Ajakan Irzal membuyarkan lamunan Arsy. Gadis itu segera membuka pintu mobil lalu turun dari sana. Dia mengikuti langkah Irzal memasuki warung tenda tersebut. Terdapat enam buah meja yang tersusun ala lesehan di dalam tenda. Irzal mengambil meja yang letaknya dekat dengan akses masuk.
“Eh ada mas Bibie. Tumben ke sininya sama perempuan. Pacarnya ya?” goda bu Rika seraya melirik pada Arsy.
“Teman, bu.”
“Oh teman.. tapi mesra nda?”
Irzal hanya tertawa kecil menjawab pertanyaan bu Rika. Wanita berusia empat puluh tahunan tersebut memberikan kertas menu pada keduanya. Arsy membaca menu apa saja yang tersedia di sana.
“Saya pesan bebek panggang level empat,” ujar Irzal.
“Minumnya?”
“Es teh manis.”
“Kalau mba-nya pesen apa?”
“Bebek panggang level 10.”
“Kamu yakin? Jangan pedes-pedes, nanti sakit perut.”
“Aku kuat kok.
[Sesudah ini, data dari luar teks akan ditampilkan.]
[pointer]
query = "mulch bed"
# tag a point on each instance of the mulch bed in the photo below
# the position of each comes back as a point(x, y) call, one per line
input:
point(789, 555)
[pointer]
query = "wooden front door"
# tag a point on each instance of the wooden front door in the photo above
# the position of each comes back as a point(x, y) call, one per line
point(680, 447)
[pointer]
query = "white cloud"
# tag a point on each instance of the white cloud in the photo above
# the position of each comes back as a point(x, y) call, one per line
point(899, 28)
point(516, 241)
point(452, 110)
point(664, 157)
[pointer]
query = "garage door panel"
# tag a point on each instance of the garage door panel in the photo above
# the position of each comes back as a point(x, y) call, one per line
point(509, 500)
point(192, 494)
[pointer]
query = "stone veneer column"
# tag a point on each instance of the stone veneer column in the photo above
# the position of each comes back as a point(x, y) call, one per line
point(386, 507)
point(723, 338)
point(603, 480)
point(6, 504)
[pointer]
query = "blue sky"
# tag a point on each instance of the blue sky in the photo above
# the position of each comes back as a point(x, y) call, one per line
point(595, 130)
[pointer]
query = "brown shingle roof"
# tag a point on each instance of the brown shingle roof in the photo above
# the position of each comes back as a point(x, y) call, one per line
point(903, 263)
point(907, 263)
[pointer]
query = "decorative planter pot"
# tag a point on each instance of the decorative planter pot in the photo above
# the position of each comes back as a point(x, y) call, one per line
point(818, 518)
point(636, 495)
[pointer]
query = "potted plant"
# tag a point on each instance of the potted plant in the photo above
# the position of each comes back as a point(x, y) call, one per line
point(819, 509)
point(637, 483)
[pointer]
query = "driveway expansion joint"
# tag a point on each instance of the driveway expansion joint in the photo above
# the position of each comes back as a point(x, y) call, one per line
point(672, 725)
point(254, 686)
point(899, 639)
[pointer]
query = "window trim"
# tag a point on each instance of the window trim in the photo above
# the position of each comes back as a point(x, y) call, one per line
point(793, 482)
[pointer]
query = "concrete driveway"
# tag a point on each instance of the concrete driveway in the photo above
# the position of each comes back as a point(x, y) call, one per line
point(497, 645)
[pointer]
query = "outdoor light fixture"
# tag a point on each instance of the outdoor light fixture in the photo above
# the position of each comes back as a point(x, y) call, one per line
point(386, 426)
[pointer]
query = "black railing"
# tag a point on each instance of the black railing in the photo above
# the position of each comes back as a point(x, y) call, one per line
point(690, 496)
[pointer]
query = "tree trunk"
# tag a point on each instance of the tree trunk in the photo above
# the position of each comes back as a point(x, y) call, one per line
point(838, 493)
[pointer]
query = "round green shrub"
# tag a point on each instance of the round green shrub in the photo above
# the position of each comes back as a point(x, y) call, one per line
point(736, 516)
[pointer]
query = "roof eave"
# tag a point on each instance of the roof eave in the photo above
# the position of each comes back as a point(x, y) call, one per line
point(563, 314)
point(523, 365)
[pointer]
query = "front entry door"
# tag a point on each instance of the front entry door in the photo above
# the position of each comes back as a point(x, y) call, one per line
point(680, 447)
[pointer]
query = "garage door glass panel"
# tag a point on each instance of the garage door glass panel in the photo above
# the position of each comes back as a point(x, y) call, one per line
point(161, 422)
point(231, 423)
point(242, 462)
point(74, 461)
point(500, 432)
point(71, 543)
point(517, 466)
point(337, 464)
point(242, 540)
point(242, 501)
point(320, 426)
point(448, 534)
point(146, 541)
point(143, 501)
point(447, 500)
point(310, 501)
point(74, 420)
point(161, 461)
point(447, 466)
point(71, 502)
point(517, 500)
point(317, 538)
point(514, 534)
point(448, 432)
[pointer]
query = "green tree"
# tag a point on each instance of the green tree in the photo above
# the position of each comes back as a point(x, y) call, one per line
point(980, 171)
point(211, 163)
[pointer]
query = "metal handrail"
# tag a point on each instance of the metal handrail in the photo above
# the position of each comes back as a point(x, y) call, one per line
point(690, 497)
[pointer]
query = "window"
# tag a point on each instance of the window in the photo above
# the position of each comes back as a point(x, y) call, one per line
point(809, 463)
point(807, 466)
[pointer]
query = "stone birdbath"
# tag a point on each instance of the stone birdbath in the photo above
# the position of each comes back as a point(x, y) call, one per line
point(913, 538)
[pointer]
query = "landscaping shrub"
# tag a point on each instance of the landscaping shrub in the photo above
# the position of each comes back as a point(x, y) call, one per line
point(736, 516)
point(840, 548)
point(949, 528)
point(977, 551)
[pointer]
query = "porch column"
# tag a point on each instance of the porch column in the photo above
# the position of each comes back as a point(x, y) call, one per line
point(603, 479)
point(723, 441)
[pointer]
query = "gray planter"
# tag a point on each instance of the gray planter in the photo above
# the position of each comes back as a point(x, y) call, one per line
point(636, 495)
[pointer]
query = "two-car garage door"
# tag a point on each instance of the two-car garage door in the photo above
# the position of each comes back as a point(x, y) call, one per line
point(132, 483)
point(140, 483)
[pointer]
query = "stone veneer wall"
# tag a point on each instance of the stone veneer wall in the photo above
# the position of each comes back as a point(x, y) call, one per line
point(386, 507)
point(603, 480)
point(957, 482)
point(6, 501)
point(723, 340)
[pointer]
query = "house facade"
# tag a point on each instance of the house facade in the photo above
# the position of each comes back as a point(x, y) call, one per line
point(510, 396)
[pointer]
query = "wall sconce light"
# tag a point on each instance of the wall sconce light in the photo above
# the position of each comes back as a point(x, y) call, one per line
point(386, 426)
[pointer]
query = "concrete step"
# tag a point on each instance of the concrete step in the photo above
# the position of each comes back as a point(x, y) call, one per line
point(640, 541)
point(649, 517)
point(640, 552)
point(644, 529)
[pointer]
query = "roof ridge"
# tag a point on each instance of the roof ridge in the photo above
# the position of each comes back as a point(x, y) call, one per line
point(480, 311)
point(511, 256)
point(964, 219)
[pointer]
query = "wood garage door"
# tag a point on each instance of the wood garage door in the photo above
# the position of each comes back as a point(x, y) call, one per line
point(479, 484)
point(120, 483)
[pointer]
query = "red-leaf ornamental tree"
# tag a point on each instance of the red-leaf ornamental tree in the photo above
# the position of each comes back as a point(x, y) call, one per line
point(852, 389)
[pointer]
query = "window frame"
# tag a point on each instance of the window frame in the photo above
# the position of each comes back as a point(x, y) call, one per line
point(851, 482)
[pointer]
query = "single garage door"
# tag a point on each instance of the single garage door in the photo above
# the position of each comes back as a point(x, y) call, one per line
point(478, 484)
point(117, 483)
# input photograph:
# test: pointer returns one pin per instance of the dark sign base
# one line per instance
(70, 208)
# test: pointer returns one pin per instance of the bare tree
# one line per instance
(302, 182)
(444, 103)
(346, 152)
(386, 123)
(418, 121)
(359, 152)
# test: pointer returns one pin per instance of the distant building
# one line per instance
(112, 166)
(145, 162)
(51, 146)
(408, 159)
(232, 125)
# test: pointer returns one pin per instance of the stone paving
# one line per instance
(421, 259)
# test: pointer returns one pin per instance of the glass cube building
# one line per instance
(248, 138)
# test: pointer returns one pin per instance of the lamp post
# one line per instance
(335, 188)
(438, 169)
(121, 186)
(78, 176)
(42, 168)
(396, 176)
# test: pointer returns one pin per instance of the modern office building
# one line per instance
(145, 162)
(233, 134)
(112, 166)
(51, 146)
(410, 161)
Level 10 ya, bu.”
“Minumnya?”
“Samain aja.”
Rika mengangguk kemudian segera kembali ke tempatnya untuk menyiapkan pesanan. Sepeninggal pemilik kedai, suasana kembali menjadi hening. Irzal mengambil ponselnya untuk mengecek pekerjaan yang tadi ditinggalkannya karena Abi.
“Terima kasih.”
Irzal mengangkat kepalanya mendengar suara Arsy. Sejenak pria itu menatap gadis di depannya yang masih menundukkan kepalanya. Perlahan Arsy mengangkat kepalanya lalu melihat pada Irzal.
“Terima kasih sudah menolongku tadi.”
“Kamu bisa mengejar copet, bertarung denganku, tapi kenapa kamu diam saja diperlakukan seperti tadi.”
“Karena itu memang salahku.”
“Lalu kamu diam saja? Bagaimana kalau dia sampai tidak bisa menahan diri? Apa kamu tahu kalau tadi kakek dan daddy-mu melihat itu semua?”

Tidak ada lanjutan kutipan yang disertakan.